With the government working hard to change policies, support start-ups in terms of tax breaks, tax incentives, investors to provide funds and investments for startups, there is a need to do more. “It is important to know how to shut down a business. What makes or breaks a business? Why are most startups expected to fail? All these are important areas and need to be addressed.”
CII Startup Council
CII is working with the government on the policy side and encouraging and mentoring startups with 7000 plus members present in 65 cities in India. Primarily, the focus is on Tier 1/2/3 cities like Coimbatore, Madurai, Cochin, Chandigarh. This year, CII will set up a Centre of Excellence (CoE) for startups in Andhra Pradesh’s upcoming capital Amaravati, which will be the national hub for all of CII’s entrepreneurial activities. “This will foster entrepreneurship, incubate startups, mentor entrepreneurs, and provide assistance, support and training to entrepreneurs,” he adds. “We want to focus on rural and non-technology entrepreneurship and are taking this phenomenon to rural areas, beyond tier 1/2 cities,” he says.
The next big wave in Start-ups
The impact of information technology will continue for the next 30 years. Every sector will see IOT, Big Data, Cloud, Beta, Analytics making a wave in the ecosystem. Beyond that, IT will impact automobile sector with driverless cars; healthcare will look at precision or personalised medicines; large scale and quality education in the remote areas. Hence, Fintech revolution is visible and will impact every industry. “There is no end to disruption.
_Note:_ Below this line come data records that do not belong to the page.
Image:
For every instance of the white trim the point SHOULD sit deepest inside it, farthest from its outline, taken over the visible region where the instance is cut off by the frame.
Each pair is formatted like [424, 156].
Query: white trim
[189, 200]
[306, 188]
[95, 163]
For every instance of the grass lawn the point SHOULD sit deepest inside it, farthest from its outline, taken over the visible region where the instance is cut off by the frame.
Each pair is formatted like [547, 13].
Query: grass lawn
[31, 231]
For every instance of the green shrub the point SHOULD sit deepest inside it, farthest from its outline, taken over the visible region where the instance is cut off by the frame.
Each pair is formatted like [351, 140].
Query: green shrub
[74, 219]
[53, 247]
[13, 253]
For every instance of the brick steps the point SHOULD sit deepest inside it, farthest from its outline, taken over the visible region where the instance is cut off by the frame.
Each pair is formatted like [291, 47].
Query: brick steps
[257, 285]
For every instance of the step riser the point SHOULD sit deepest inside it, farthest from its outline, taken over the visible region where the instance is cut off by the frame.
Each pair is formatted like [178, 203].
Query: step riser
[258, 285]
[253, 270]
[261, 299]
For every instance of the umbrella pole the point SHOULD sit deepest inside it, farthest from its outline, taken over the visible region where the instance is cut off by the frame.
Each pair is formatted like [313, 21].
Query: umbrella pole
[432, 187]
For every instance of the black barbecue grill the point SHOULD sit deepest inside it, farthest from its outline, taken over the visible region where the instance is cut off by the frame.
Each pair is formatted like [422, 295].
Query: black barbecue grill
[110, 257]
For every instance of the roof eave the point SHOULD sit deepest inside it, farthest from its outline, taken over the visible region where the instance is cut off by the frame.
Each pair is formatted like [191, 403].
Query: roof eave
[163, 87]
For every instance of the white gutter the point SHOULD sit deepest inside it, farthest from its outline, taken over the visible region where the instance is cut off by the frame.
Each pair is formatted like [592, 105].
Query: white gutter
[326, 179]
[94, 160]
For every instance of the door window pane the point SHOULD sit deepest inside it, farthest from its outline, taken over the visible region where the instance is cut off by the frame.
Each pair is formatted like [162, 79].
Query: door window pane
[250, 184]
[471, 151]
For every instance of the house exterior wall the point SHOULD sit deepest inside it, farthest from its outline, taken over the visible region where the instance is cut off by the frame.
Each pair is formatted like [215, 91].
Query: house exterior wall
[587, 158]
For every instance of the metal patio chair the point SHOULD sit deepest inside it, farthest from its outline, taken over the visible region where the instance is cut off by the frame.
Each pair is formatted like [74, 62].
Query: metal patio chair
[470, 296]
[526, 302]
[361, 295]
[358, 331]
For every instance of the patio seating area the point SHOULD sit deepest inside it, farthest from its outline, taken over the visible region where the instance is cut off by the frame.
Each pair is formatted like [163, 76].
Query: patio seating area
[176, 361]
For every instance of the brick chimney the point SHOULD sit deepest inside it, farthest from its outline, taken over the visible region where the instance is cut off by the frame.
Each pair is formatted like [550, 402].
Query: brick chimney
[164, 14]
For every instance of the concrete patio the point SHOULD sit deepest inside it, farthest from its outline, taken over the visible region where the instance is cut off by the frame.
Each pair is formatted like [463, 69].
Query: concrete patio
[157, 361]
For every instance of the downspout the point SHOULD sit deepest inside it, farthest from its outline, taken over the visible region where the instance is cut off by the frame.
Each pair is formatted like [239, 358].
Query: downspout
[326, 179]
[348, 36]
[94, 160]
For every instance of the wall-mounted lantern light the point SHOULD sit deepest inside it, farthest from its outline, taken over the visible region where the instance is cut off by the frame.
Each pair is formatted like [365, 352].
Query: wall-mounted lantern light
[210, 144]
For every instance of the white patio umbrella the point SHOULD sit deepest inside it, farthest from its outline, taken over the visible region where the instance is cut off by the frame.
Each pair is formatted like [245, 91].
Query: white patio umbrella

As long as the technology is evolving, I feel there is an opportunity for new businesses to be created and hence for entrepreneurs to set up their business plan and try their luck.”
Follow an idealist
“All the traditional business values help drive long-term success. Qualities like hard work, perseverance and patience help in the long-run. One must be optimistic in approach and learn from the failures. We must reinvent business to drive maximum value and try to lead by creating an example.”
When one works with the bottom of the pyramid, it is important to have a long-term prospect. “Social entrepreneurship can make a positive impact with the long term horizon. There are expected returns in the long term as well as in the short term. We are living in a society that has significant challenges like access to basic education, healthcare, banking and financial services. We need to create social enterprises that can address these problems and help in a positive social impact.”